Once upon a time Robert Heinlein wrote a book about a car with a voice synthesizer. You talked to it, it talked back. When it started speaking in phrases that the driver had never added, he chalked it up to one of his friends messing around with the database. Eventually it got to the point where he wasn’t sure that the car wasn’t simply sentient.
I think that there’s lots of room for voice applications in today’s user interfaces. Take the GPS in your car. I expect that it talks. You’re not supposed to read the screen while you’re trying to drive, right? So let’s think about how it talks.
One way is to have a good solid database of what it can say, including names of all the streets. That’s very handy, because instead of just “Turn left” it can say “Turn left on Quantum Street.” But the downside is that you’ll be limited in other ways, and there’ll probably be very few ways that the computer phrases certain things. It’s strength lies in being able to read you what is effectively a bunch of proper names.
The other approach to take is more generic, and not speak the street names. “Turn left” and you rely on the layout of the road to know that you’re taking the left it wanted you to take.

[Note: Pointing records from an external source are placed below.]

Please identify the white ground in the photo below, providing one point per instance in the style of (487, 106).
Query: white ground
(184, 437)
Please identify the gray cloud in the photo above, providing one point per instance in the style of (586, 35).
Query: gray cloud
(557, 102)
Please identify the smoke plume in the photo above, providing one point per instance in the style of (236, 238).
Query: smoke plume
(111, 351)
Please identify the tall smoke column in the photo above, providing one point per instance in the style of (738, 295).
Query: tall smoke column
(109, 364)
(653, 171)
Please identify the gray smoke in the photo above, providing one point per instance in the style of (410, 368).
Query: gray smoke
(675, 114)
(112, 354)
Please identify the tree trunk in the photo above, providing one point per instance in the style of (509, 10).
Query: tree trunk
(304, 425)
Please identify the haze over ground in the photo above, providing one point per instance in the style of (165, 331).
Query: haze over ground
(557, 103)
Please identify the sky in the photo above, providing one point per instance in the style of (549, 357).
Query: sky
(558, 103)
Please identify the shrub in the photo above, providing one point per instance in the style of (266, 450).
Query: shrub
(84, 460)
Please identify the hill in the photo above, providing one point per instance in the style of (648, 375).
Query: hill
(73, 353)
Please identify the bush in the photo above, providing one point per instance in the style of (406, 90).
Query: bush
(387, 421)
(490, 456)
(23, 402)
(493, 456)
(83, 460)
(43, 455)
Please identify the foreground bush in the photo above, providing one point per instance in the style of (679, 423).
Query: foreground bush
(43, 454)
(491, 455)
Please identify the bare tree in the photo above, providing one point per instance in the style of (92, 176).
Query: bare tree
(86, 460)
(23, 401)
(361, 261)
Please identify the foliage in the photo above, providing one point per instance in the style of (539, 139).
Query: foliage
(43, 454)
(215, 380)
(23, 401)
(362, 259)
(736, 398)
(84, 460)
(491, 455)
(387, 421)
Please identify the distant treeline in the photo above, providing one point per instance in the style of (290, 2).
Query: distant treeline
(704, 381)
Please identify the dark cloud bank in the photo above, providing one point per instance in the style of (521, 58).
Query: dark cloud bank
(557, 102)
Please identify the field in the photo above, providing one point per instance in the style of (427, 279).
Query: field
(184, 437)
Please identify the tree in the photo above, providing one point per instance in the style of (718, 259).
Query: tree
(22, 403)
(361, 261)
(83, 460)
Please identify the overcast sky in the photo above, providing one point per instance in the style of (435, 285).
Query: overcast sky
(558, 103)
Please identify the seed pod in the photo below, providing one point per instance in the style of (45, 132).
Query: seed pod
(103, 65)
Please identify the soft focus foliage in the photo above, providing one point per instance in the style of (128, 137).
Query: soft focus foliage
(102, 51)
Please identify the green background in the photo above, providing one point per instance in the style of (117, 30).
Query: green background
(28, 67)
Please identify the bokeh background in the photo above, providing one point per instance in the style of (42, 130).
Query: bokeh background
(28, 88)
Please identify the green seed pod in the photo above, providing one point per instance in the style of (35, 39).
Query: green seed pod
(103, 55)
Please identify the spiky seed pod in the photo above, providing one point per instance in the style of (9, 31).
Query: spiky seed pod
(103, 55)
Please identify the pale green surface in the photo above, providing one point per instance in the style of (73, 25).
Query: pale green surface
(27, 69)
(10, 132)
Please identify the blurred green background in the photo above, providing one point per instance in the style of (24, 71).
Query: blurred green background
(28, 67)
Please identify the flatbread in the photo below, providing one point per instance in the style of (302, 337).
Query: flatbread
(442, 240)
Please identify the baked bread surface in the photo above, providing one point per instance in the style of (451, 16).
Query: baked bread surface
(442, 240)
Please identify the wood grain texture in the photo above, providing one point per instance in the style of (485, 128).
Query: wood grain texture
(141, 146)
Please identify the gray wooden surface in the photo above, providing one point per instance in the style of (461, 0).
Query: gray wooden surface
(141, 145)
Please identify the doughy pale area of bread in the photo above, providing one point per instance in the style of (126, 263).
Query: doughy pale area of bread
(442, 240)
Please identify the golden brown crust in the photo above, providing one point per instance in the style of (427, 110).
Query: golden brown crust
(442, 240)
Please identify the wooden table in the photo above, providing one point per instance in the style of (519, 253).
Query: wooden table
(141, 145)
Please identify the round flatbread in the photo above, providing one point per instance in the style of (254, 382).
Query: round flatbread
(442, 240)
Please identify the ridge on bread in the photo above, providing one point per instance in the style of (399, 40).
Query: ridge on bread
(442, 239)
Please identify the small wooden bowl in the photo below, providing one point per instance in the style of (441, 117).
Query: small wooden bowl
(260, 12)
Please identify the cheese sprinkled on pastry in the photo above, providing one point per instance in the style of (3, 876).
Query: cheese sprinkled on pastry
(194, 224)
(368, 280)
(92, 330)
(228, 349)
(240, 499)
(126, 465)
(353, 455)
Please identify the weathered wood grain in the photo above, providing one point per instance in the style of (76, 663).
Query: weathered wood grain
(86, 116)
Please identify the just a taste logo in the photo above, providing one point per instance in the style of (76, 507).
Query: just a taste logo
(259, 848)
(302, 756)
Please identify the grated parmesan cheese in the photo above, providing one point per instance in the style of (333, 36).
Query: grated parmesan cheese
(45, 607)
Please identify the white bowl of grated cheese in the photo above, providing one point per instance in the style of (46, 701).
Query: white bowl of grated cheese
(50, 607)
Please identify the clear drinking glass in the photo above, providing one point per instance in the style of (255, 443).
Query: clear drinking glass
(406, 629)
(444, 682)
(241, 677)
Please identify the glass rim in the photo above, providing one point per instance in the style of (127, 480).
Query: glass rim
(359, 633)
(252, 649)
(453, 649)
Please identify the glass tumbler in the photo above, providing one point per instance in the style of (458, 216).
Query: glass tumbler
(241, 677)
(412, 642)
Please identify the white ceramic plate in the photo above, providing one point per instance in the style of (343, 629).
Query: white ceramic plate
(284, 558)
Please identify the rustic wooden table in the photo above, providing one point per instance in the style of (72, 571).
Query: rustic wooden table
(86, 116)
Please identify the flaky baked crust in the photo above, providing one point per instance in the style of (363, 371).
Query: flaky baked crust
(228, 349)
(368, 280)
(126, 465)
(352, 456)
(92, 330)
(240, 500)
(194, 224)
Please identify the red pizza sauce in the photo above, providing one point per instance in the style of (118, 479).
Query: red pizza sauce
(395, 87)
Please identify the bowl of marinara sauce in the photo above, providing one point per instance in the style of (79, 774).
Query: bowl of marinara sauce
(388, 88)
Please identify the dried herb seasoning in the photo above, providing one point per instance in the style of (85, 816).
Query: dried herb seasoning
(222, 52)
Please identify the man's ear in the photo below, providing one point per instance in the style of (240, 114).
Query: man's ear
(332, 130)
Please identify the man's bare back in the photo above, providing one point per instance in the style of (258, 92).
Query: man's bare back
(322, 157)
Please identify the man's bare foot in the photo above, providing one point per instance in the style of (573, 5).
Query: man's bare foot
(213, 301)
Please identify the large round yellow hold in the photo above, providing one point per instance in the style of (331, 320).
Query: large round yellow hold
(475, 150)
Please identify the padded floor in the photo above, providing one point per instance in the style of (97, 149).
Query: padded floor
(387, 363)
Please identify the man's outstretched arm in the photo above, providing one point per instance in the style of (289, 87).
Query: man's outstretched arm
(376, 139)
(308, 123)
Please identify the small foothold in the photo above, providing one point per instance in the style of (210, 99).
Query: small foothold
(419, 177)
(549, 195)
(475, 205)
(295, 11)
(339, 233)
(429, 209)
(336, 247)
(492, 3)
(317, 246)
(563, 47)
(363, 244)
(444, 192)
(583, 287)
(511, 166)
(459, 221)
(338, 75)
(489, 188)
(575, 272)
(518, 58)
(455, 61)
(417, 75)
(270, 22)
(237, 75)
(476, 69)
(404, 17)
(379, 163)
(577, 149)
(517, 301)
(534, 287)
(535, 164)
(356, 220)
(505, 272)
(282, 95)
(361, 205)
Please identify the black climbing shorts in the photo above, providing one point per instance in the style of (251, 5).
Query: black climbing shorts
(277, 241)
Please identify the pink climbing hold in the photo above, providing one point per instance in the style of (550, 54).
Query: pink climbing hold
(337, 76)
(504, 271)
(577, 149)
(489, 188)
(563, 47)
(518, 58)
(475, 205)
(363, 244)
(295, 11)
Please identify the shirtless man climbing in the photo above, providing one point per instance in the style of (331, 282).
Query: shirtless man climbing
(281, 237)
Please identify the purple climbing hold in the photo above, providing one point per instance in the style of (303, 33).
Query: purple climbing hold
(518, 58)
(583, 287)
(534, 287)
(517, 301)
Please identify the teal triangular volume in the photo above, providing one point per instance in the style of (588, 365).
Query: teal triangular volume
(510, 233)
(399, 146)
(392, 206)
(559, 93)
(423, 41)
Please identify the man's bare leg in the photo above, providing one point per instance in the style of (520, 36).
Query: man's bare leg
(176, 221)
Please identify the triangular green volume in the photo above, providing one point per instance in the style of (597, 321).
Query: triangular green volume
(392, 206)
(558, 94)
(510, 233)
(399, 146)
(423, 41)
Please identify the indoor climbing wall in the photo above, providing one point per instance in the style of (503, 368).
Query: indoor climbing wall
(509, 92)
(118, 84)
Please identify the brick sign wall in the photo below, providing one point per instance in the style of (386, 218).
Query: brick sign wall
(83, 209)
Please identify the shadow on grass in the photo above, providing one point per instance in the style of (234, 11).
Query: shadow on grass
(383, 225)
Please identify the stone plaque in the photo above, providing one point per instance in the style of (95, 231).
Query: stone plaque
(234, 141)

Of course there is still an image on the screen, which can have the street name, so it takes half a second to look down and see whether you’re going where you are supposed to.
BUT! Once you substantially drop the size of the database by focusing only on a handful of “Turn left” / “Turn right” types of phrases, now you’ve opened the door to downloading your choice of voice. You could have a celebrity read the 100 or so phrases, zip it up, and there you go.
Even better, you could be given instructions for how to do it yourself. My TomTom has this, but I’ve never taken advantage of it. I do have John Cleese from Monty Python doing my directions, but I’ve never sat down to record the kids and wife doing it (“Turn left here, turn left, here, turn left! You’ll kill us all!”). The instructions were fairly complicated, explaining how you had to get each soundclip exactly the right length for it not to sound broken. Forget that.
What I’d love to see, though, and this gets be back to my original story, is more variety. The TomTom worked by saying “Ok, provide a folder consisting of 59 sound files labelled as follows.” There’s a single sound clip for “end of trip”, so no matter how many times I use it, John Cleese is always there saying “You have reached your destination. You may get out now, but I’m not going to carry your bags.”
What if instead of 59 sound files I was told to provide 59 directories, and in each directory there could be as many files as I wanted? And whenever the device needed to play something it would instead just grab a random file from the appropriate directory?
That would be AWESOME. For the most common ones you could sit down and record a good couple of dozen different ways to say it. Maybe set something up that is user contributed so you just plain don’t know how many different sounds there are? Or set a priority on them so that most of the time you get “Turn right” but once in a hundred you get “Turn right, moron.”
This approach, of course, would thus work for any device that talks back to you. Your answering machine, maybe?